“Twenty-eight, and I’ve got ’em down in m’ book and I can prove it!”

“Make it twenty-nine, and then quit if you want to.”

“Maybe I will.” Thorn leaned forward a little, a glitter in his smoky eyes.

Chadron fell back, his face growing pale. His hand was on his weapon, his eyes noting narrowly every move Thorn made.

“If you ever sling a gun on me, you old devil, it’ll be—”

“I ain’t a-goin’ to sling no gun on you as long as you owe me money.

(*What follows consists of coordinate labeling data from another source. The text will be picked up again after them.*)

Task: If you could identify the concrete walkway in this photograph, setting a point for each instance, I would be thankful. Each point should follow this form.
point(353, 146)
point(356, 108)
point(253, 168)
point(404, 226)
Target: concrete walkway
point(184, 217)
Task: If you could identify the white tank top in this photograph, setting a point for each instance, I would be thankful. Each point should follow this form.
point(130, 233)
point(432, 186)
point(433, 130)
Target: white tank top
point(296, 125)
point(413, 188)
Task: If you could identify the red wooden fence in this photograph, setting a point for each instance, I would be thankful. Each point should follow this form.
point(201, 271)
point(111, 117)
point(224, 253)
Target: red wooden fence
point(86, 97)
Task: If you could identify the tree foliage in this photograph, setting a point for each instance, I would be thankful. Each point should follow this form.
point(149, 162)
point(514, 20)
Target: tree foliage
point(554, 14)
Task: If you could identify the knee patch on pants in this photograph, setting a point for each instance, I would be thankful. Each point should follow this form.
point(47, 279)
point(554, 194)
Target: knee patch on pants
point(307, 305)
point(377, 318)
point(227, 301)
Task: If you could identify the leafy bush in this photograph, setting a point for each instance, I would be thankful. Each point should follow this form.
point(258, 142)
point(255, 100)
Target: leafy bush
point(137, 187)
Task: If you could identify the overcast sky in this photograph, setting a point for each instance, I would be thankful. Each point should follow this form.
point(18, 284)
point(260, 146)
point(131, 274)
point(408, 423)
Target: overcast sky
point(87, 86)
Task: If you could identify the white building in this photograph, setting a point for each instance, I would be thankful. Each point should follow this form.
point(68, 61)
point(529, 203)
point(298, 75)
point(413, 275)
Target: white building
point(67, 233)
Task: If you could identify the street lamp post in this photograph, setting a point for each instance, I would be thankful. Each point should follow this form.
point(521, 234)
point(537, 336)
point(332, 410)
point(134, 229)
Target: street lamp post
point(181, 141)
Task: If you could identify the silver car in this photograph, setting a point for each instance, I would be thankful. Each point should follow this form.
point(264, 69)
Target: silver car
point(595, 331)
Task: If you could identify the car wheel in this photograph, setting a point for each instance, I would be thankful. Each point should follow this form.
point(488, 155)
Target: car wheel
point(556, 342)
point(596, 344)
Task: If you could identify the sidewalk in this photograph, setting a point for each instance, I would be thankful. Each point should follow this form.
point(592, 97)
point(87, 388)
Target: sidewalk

I ain’t a-goin’ to cut the bottom out of m’ own money-poke, Chad; you don’t need to swivel up in your hide, you ain’t marked for twenty-nine.”

“Well, don’t throw out any more hints like that; I don’t like that kind of a joke.”

“No, I wouldn’t touch a hair of your head,” Thorn ran on, following a vein which seemed to amuse him, for he smiled, a horrible, face-drawing contortion of a smile, “for if you and me ever had a fallin’ out over money I might git so hard up I couldn’t travel, and one of them sheriff fellers might slip up on me.”

“What’s all this fool gab got to do with business?” Chadron was impatient; he looked at his watch.

“Well, I’d be purty sure to make a speech from the gallers—I always intended to—and lay everything open that ever took place between me and you 110 and the rest of them big fellers. There’s a newspaper feller in Cheyenne that wants to make a book out of m’ life, with m’ pict’re in the inside of the lid, to be sold when I’m dead. I could git money for tellin’ that feller what I know.”